Niger : trois ans de junte, un pays asphyxié par l’isolement et la crise

Le Niger célèbre cette année trois années sous le joug d’une junte militaire, une période marquée par une succession de promesses non tenues et une dégradation accélérée des conditions de vie pour la majorité des citoyens. Ce qui devait être un renouveau politique, économique et sécuritaire s’est transformé en une spirale de difficultés, où l’isolement diplomatique et l’affaiblissement des structures étatiques pèsent lourdement sur le quotidien.

Une économie à bout de souffle

L’activité économique du Niger traverse une phase critique. Les échanges commerciaux avec les pays voisins, autrefois dynamiques, subissent des perturbations majeures. Les sanctions imposées dans les premiers mois du nouveau régime ont laissé des traces profondes, tandis que les investisseurs étrangers ont pris leurs distances. Résultat : de nombreuses entreprises ont dû suspendre leurs activités, voire fermer définitivement, privant des milliers de Nigériens de leur emploi.

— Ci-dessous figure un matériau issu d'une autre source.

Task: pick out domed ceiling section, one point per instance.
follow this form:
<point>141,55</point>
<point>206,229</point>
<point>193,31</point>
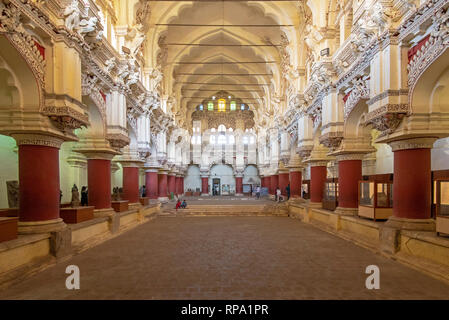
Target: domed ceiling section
<point>230,46</point>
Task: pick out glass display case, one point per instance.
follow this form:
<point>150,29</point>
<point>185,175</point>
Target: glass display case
<point>375,199</point>
<point>305,189</point>
<point>441,198</point>
<point>330,194</point>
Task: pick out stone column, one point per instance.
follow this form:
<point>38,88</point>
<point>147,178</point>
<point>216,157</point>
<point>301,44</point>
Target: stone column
<point>171,181</point>
<point>274,183</point>
<point>204,185</point>
<point>182,185</point>
<point>318,174</point>
<point>295,182</point>
<point>349,175</point>
<point>99,181</point>
<point>38,183</point>
<point>162,185</point>
<point>238,185</point>
<point>284,179</point>
<point>178,185</point>
<point>130,182</point>
<point>151,183</point>
<point>412,184</point>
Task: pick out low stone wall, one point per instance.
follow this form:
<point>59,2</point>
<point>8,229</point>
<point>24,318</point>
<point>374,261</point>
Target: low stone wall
<point>34,252</point>
<point>424,251</point>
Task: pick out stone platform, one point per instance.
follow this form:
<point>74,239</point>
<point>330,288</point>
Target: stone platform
<point>227,206</point>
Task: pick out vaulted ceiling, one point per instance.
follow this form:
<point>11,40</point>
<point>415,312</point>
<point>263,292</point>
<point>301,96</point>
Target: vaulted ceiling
<point>208,46</point>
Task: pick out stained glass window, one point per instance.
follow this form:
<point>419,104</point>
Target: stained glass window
<point>221,105</point>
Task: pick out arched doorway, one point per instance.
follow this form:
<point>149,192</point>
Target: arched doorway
<point>222,180</point>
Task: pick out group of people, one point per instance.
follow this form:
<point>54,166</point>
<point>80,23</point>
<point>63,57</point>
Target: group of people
<point>278,195</point>
<point>181,205</point>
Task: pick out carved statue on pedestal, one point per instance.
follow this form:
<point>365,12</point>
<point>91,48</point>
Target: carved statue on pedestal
<point>13,193</point>
<point>75,197</point>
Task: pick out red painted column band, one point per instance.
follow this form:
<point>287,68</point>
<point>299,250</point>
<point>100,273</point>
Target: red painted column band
<point>99,183</point>
<point>178,185</point>
<point>162,183</point>
<point>171,180</point>
<point>412,184</point>
<point>131,184</point>
<point>349,174</point>
<point>274,183</point>
<point>295,183</point>
<point>284,179</point>
<point>182,185</point>
<point>318,176</point>
<point>151,184</point>
<point>238,185</point>
<point>204,185</point>
<point>38,183</point>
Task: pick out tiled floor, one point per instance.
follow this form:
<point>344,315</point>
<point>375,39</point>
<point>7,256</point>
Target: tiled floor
<point>228,258</point>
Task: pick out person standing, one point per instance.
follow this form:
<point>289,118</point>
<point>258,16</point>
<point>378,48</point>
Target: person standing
<point>84,196</point>
<point>278,194</point>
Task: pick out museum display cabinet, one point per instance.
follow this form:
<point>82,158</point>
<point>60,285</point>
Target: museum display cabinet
<point>441,200</point>
<point>330,194</point>
<point>375,199</point>
<point>305,189</point>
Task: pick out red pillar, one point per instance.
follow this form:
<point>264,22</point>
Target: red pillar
<point>182,185</point>
<point>349,174</point>
<point>99,183</point>
<point>38,183</point>
<point>162,183</point>
<point>131,184</point>
<point>318,176</point>
<point>204,185</point>
<point>178,185</point>
<point>274,182</point>
<point>412,184</point>
<point>284,178</point>
<point>151,184</point>
<point>171,180</point>
<point>239,186</point>
<point>295,183</point>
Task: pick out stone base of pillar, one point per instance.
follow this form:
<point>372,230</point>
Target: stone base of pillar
<point>31,227</point>
<point>346,211</point>
<point>107,212</point>
<point>297,200</point>
<point>134,206</point>
<point>315,205</point>
<point>411,224</point>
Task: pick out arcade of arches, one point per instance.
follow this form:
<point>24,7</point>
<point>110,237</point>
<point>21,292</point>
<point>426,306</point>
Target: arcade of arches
<point>343,103</point>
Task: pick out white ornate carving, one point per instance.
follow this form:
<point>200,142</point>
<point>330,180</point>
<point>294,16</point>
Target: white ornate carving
<point>360,90</point>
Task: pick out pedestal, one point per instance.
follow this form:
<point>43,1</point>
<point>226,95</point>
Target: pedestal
<point>120,206</point>
<point>77,214</point>
<point>8,228</point>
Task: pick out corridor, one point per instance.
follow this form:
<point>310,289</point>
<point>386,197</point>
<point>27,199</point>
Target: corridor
<point>228,258</point>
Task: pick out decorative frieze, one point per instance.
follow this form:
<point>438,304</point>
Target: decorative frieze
<point>415,143</point>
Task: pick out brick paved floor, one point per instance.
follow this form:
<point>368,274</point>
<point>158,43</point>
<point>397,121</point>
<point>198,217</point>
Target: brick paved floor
<point>228,258</point>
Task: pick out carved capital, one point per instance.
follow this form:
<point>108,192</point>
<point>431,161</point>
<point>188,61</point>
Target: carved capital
<point>416,143</point>
<point>37,140</point>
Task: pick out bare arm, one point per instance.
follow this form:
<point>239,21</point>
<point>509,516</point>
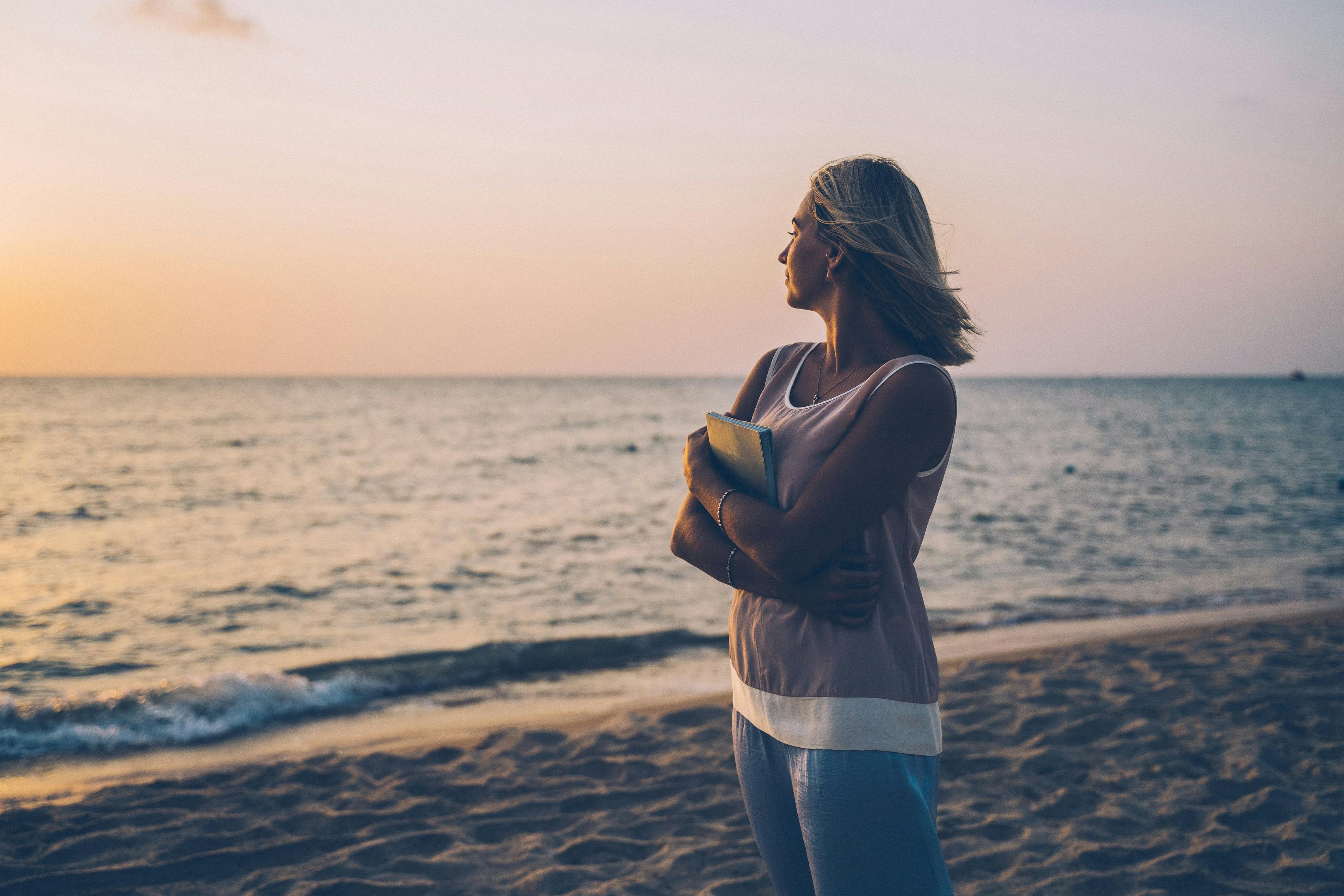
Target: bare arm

Sur les étals des marchés, la hausse des prix des denrées alimentaires, des carburants et des produits essentiels s’est installée durablement. Pour les familles, chaque dépense devient un casse-tête, et le pouvoir d’achat s’effrite mois après mois. Les agriculteurs, les artisans et les petits commerçants peinent à obtenir des financements, dans un climat économique où l’incertitude domine et où les initiatives privées se heurtent à des obstacles croissants.

Des libertés en recul et une société sous pression

La liberté d’expression et la société civile paient un lourd tribut depuis trois ans. Les organisations de défense des droits humains rapportent une répression accrue des voix critiques, avec des risques juridiques ou des arrestations pour quiconque oserait contester ouvertement les décisions du pouvoir. Les médias indépendants évoluent dans un environnement de plus en plus hostile, où les journalistes subissent intimidations et restrictions dans leur travail.

Les rassemblements publics sont strictement encadrés, et les mouvements d’opposition voient leur espace d’action réduit comme peau de chagrin. Face à cette atmosphère oppressante, une partie de la population préfère se taire par prudence, tandis que d’autres choisissent l’exil pour échapper à la pression politique et économique.

Une insécurité qui persiste malgré les promesses

La lutte contre le terrorisme était l’un des principaux arguments avancés par les militaires pour justifier leur prise de pouvoir. Pourtant, les attaques perpétrées par les groupes armés continuent de frapper plusieurs régions, notamment celles frontalières. Les populations locales subissent des déplacements forcés, une insécurité permanente et un accès de plus en plus difficile aux services de base.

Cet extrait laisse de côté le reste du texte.